Estou lendo o meu segundo livro desta formidável autora.
Agora leio "A morte do gourmet", e sua linguagem é tão rigorosa e suas reflexões tão profundas que a cada linha eu me impressiono mais e mais.
O primeiro livro (A elegância do ouriço) é quase um tratado filosófico. Amo todos os personagens por ela construídos. Ambos são leituras essenciais.
Algumas passagens:
"Eu tinha perdido. Quantas vezes, desde então, repassei em pensamento- e em imagens- esse episódio dilacerante, esse momento em que alguma coisa poderia ter balançado (...) Como em câmara lenta, na tela dolorosa de meus desejos frustrados, os segundos desfilam; a pergunta, a resposta, a espera e depois o aniquilamento. O clarão em seus olhos apaga-se tão depressa quanto se incendiara. Enjoado, ele se vira, e me reintegro imediatamente nas masmorras de sua indiferença".
"Mais ninguém tinha fome, mas, justamente, isso é que é bom na hora dos doces: só são apreciados em toda a sua sutileza quando não comemos para matar a fome e quando essa orgia de doçura não satisfaz a uma necessidade primária, mas cobre nosso palato com a benevolência do mundo".
"Os cozinheiros japoneses que conheço só chegaram a mestres na arte do peixe cru depois de longos anos de aprendizagem, quando a cartografia da carne, pouco a pouco, se revela na evidência. Alguns, é verdade, já têm o talento de sentir, sob seus dedos, as linhas de fratura por onde o bicho oferecido pode se transformar nesses sashimis deliciosos que os especialistas conseguem exumar das entranhas sem gosto do peixe. Mas mesmo assim só se tornam artistas depois de terem dominado esse dom inato e aprendido que somente o instinto não basta: também é preciso habilidade para cortar, discernimento para visar o melhor e caráter para recusar o medíocre."

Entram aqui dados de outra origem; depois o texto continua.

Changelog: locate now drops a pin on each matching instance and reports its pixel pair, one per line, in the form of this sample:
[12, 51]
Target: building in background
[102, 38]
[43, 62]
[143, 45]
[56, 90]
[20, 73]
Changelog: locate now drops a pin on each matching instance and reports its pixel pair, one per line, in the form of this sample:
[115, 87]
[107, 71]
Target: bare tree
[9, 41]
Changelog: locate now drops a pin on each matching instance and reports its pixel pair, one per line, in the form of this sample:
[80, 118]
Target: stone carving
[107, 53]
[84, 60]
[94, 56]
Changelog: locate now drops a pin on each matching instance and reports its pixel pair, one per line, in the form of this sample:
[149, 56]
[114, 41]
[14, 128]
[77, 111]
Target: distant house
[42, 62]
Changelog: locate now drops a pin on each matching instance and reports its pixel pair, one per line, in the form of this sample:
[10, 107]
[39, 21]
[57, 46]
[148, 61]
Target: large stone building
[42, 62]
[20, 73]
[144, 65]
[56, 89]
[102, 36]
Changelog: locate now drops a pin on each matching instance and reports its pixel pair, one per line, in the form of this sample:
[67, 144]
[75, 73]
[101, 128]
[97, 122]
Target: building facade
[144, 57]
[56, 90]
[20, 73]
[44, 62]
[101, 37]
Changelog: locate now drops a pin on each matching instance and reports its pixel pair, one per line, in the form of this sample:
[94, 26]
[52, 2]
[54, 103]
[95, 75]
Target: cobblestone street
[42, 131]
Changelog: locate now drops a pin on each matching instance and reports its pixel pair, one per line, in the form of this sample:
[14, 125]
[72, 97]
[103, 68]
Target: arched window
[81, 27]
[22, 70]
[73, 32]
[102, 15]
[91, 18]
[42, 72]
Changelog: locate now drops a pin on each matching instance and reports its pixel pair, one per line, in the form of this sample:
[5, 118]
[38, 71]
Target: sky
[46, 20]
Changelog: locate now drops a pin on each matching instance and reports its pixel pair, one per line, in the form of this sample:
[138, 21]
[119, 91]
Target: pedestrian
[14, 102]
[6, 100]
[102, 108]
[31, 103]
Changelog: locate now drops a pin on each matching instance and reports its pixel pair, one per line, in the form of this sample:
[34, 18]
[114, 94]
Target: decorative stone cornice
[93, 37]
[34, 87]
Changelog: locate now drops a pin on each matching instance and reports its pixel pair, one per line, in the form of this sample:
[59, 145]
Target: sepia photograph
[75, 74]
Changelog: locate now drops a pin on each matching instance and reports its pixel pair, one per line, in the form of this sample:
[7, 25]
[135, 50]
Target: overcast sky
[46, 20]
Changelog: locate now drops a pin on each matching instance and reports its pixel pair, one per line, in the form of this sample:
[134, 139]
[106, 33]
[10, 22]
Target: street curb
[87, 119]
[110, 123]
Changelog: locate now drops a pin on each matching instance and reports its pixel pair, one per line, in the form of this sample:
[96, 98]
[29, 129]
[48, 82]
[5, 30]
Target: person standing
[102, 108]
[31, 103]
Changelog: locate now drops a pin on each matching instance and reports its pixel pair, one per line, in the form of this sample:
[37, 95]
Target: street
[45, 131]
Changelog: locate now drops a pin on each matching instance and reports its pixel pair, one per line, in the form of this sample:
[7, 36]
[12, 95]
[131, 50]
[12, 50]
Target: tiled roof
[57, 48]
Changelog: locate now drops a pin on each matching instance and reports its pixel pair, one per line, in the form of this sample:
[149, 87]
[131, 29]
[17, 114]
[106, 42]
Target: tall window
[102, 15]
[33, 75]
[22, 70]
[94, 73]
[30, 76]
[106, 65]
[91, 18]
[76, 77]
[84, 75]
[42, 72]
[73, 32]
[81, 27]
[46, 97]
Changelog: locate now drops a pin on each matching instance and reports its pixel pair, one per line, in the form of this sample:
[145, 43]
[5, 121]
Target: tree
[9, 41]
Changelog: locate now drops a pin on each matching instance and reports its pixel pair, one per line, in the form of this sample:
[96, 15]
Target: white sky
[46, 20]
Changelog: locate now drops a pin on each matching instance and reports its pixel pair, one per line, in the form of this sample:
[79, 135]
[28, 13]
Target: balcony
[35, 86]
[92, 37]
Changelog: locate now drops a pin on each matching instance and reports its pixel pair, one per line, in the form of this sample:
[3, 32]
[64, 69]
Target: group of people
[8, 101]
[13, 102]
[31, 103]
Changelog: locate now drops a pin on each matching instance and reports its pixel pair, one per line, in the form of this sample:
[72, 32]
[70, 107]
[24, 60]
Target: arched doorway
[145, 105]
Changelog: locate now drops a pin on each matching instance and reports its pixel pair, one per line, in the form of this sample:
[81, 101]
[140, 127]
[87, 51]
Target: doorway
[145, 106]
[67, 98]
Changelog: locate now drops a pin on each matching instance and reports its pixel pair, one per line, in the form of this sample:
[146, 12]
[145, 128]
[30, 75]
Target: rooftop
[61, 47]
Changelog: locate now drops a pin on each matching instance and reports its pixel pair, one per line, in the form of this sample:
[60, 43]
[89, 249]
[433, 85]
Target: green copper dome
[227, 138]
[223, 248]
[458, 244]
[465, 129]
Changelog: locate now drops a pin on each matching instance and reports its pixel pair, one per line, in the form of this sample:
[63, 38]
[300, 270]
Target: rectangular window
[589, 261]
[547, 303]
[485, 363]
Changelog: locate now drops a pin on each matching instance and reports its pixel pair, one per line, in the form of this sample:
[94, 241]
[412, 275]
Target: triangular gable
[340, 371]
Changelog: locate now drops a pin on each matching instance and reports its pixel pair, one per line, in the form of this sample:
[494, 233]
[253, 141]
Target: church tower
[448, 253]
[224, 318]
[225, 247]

"As palavras: escrínios que recolhem uma realidade isolada e a metamorfoseiam num momento de antologia, mágicos que mudam a face da realidade embelezando-a com o direito de se tornar memorável, guardada na biblioteca das lembranças. Toda vida só é vida pela osmose da palavra e do fato, em que a primeira reveste o segundo de seu traje de gala. Assim, as palavras de meus amigos de fortuna, aureolando a refeição com uma graça inédita, tinham, quase se, que eu quisesse, constituído a substância de meu festim, e o que eu apreciara com tanta alegria era o verbo e não a carne."